RÖPORTAJ | “19 Aralık, Bir Devlet Operasyonuydu!”

"Bu bir devlet operasyonuydu. Bu da bütün iktidarlarla ilintilidir. Dünden bugün de iktidar fark etmeksizin bu operasyonların sürdüğünü net söyleyebiliriz. AKP’de bunu devam ettiriyor"

19 Aralık 2000 tarihinde “Hayata Dönüş” adıyla hapishanelere yapılan katliam saldırısının 10. yılında Av. Güçlü Sevimli tarafından çıkarılan “Hayata Dönüş Operasyonu Koğuş’tan Hücrelere” kitabın katliamın 22. yılında yeniden basılması üzerine ve aynı zamanda katliam davasını da takip eden Sevimli ile bir röportaj yaptık.

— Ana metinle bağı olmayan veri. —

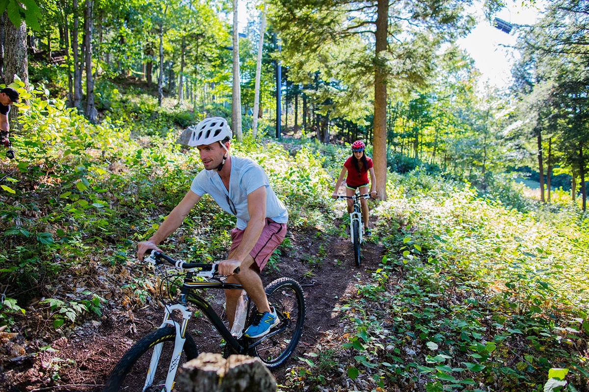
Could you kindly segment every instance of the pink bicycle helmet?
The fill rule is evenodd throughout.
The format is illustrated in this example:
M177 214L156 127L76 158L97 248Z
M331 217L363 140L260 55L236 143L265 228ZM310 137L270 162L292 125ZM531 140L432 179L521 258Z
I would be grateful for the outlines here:
M362 140L356 140L352 143L352 150L353 152L363 151L366 145Z

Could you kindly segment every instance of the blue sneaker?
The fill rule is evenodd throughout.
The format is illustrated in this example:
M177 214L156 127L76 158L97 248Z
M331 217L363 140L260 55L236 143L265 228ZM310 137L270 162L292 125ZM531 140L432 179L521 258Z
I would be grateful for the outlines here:
M270 310L272 311L256 314L254 322L247 327L243 336L247 337L260 337L267 334L270 332L270 329L277 326L280 320L278 319L276 311L272 307L270 307Z

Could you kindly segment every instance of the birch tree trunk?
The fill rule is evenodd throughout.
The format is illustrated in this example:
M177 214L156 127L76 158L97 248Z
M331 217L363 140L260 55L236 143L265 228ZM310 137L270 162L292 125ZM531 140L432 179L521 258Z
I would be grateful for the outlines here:
M538 142L538 171L540 173L540 200L544 202L544 165L542 158L542 131L536 130L536 139Z
M80 68L80 43L78 42L80 17L78 16L78 0L72 3L74 26L72 28L72 54L74 56L74 102L72 108L80 108L82 99L82 77Z
M168 5L166 4L160 22L160 74L157 76L157 105L160 107L164 99L164 20L167 12Z
M260 40L258 42L257 59L256 62L256 85L254 91L253 117L252 119L252 135L254 139L257 135L257 119L260 110L260 79L262 77L262 53L264 48L264 33L266 32L266 4L264 3L264 9L260 16Z
M0 79L4 80L4 21L6 12L0 15Z
M15 26L4 13L4 82L6 86L18 78L25 86L29 85L29 69L27 58L27 25L23 21ZM19 129L16 121L18 108L12 105L8 113L11 129Z
M384 54L389 28L388 0L378 0L376 9L376 53L374 79L374 135L372 159L376 177L377 197L386 199L386 72Z
M184 52L186 51L186 38L182 36L182 44L180 45L180 79L178 81L178 103L180 103L184 99Z
M65 0L61 2L61 9L59 9L59 16L61 18L61 24L63 25L63 39L64 46L65 47L65 62L68 65L68 105L70 107L73 107L74 105L74 81L73 75L71 71L71 52L70 48L70 28L68 24L68 14L66 12L67 3Z
M92 76L92 24L93 0L86 0L84 11L84 46L86 54L86 118L95 123L98 112L94 106L94 81Z
M237 0L233 0L233 89L231 98L231 126L238 142L241 137L241 95L239 86L239 32L237 24Z

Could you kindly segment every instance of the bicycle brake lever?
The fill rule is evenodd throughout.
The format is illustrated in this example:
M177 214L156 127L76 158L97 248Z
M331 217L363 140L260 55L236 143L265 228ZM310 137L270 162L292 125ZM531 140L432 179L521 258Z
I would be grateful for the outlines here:
M201 270L196 273L197 276L201 276L203 277L208 278L214 278L217 277L217 268L219 266L217 264L213 264L211 267L211 269L208 271L204 271Z
M157 260L155 260L155 252L157 252L155 249L151 250L151 253L147 257L144 259L144 260L150 264L153 264L154 266L157 265Z

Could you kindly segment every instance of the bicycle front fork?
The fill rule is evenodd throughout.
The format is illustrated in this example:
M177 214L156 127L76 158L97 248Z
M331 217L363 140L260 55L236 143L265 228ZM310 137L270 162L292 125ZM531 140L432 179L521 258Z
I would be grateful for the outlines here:
M182 313L182 323L180 324L174 321L170 317L170 315L174 310L180 310ZM186 306L183 304L176 304L174 305L167 305L166 307L166 313L164 315L164 321L162 322L160 328L166 328L167 326L171 326L176 329L176 339L174 342L174 357L170 363L168 368L168 374L166 378L166 390L171 391L174 387L174 380L176 376L176 371L178 370L178 365L180 361L180 356L182 355L182 349L184 347L186 336L184 334L186 332L186 327L188 324L188 320L190 319L192 312L186 309ZM144 386L144 390L150 386L153 383L154 376L155 374L155 369L157 368L158 363L160 361L160 354L161 353L161 349L163 343L158 343L154 347L153 353L151 354L151 361L150 363L150 368L148 371L147 377L145 378L145 383Z
M352 243L354 243L354 221L358 222L358 237L360 242L362 240L362 215L358 211L350 213L350 237L352 239Z

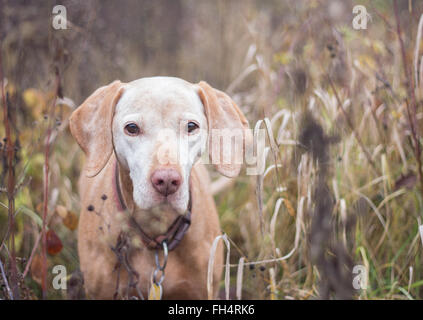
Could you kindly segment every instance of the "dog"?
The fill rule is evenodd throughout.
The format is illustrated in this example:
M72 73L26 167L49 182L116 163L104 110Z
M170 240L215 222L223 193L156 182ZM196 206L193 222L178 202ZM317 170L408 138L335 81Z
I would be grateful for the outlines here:
M146 298L153 283L163 299L210 297L209 256L221 230L200 159L208 147L218 172L239 174L237 160L251 137L235 102L204 81L114 81L89 96L69 125L86 158L79 180L78 254L87 298ZM234 134L242 146L212 141L219 130ZM225 156L229 161L222 161ZM157 284L160 272L153 282L152 274L157 262L163 266L165 251L164 281ZM214 298L222 268L219 243Z

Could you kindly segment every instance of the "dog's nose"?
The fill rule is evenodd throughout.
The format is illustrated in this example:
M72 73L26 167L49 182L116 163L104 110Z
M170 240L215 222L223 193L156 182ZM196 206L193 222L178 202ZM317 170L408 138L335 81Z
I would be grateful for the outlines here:
M181 182L181 175L174 169L158 169L151 175L151 183L154 189L164 196L175 193Z

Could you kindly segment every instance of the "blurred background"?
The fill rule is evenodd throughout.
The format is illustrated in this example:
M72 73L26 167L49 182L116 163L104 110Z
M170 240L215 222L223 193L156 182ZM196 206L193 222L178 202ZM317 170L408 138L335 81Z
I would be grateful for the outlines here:
M231 298L420 299L422 13L417 0L0 0L0 298L13 283L24 299L84 298L68 117L115 79L162 75L207 81L267 130L264 174L215 196Z

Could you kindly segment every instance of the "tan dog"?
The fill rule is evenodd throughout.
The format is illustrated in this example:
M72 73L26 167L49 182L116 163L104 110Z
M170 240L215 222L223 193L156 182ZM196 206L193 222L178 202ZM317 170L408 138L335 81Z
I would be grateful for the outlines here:
M198 160L208 144L217 170L237 176L243 146L221 146L211 132L229 129L243 144L247 128L225 93L168 77L115 81L74 111L70 129L86 155L78 251L88 298L146 298L156 267L156 250L150 249L190 208L191 227L180 232L180 243L166 239L176 248L169 253L163 298L207 298L210 249L220 226L208 173ZM222 161L228 152L230 161ZM215 296L222 265L219 245Z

Sevimli, sorularımıza yanıt verirken kitabı neden yeniden çıkardığını, katliam davalarındaki son durumu aktardı ve hapishanelerdeki mevcut durumuna dair değerlendirmeler yaptı.

– 2010’da basılan “Hayata Dönüş Operasyonu Koğuş’tan Hücrelere” isimli kitap yeni belgeler eklenerek yeniden basıldı. Kitapta nasıl bir değişiklik oldu, neler güncellendi?

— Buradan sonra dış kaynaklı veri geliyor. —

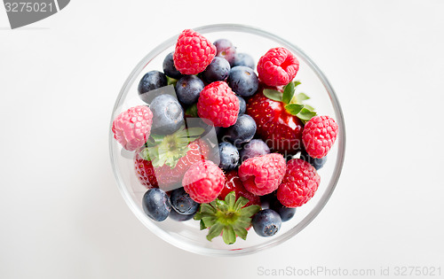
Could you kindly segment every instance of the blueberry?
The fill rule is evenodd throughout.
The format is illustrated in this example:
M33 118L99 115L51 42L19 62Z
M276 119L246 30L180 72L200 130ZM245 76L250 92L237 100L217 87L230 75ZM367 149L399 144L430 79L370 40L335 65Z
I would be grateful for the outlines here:
M241 162L243 162L249 158L258 157L270 153L270 148L261 139L253 139L247 144L243 145L241 150Z
M325 162L327 161L327 157L322 158L313 158L308 153L303 150L301 154L299 155L299 159L310 163L316 170L321 169L324 167Z
M234 55L234 59L233 59L233 64L231 66L234 67L236 66L245 66L249 68L254 69L256 64L251 56L247 53L236 53ZM165 72L166 73L166 72Z
M216 46L216 56L226 58L230 64L233 63L234 59L234 55L236 54L236 48L233 46L233 43L226 39L218 39L214 42Z
M274 210L280 216L282 221L287 221L293 218L296 213L296 208L286 207L281 202L274 198L270 202L270 209Z
M155 221L165 220L171 211L168 195L158 188L148 190L142 198L143 211Z
M199 95L205 85L195 75L186 75L176 83L176 94L178 100L185 105L193 105L197 102Z
M239 95L236 95L236 97L239 99L239 116L241 116L245 113L245 111L247 110L247 103L245 102L245 99Z
M184 111L178 101L170 95L156 97L149 106L153 112L151 132L170 135L184 125Z
M230 141L235 146L240 147L242 143L250 142L256 134L256 122L248 114L242 114L237 118L234 125L225 130L223 139Z
M226 82L233 91L242 97L250 97L258 90L259 80L253 69L244 66L236 66L230 71Z
M207 83L225 81L230 74L230 63L226 58L215 57L205 71L202 73L202 78Z
M151 71L142 77L139 82L138 91L139 95L147 93L148 91L167 86L168 81L166 75L159 71Z
M239 162L239 151L237 148L230 143L219 143L219 167L225 171L230 171L236 168Z
M173 52L169 53L163 60L163 73L169 77L178 80L182 77L182 74L176 69L174 60L172 58Z
M253 229L260 236L273 236L281 229L281 216L272 209L264 209L257 213L251 221Z
M191 199L190 195L185 191L183 187L171 191L170 201L174 211L179 214L194 214L199 208L199 204Z

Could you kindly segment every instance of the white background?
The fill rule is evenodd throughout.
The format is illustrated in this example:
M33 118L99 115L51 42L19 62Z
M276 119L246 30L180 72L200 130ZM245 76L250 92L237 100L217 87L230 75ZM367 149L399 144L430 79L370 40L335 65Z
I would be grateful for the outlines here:
M155 3L74 0L16 30L0 7L0 278L261 278L287 267L377 278L381 267L440 265L444 276L443 1ZM347 151L331 199L296 237L210 258L136 219L107 136L118 91L148 50L224 22L313 58L341 102Z

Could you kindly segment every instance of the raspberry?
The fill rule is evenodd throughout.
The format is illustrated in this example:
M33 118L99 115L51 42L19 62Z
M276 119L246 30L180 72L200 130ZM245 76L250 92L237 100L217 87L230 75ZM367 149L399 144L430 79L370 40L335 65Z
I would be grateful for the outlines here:
M305 204L318 190L321 177L314 167L300 159L287 163L287 172L277 190L277 198L287 207Z
M264 196L275 190L285 174L285 159L278 153L253 157L239 167L239 177L250 192Z
M274 48L259 58L258 74L268 86L286 85L299 70L299 61L287 49Z
M201 91L197 101L197 114L207 124L216 127L230 127L237 120L239 99L226 82L210 83Z
M302 142L313 158L322 158L329 153L337 136L337 124L329 116L315 116L304 127Z
M210 160L201 160L185 173L182 186L200 204L212 202L224 188L224 172Z
M199 33L184 30L178 38L173 59L176 69L182 74L197 74L211 63L216 46Z
M138 105L117 115L113 121L114 138L124 149L133 151L147 143L153 124L153 112L146 105Z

– Bu kitabın birinci baskısını Aralık 2010 tarihinde Çağdaş Hukukçular Derneği yayınlarından çıkarmıştık. Kitabını çıkartmanın temel sebebi, o dönem itibariyle 19 Aralık operasyonlarıyla ilgili gerçeklerin, bilgilerin, belgelerin herkes tarafından bilinmesini, duyulmasını sağlamaktı. 2010 yılında kitabı bu nedenle çıkarttım. Sonrasında ise aradan geçen zaman içerisinde 19 Aralık operasyonlarıyla ilgili pek çok yeni bilgi ve belge ortaya çıktı. Oysa kitabı yazdığımda son derece az sayıda bilgi ve belge vardı.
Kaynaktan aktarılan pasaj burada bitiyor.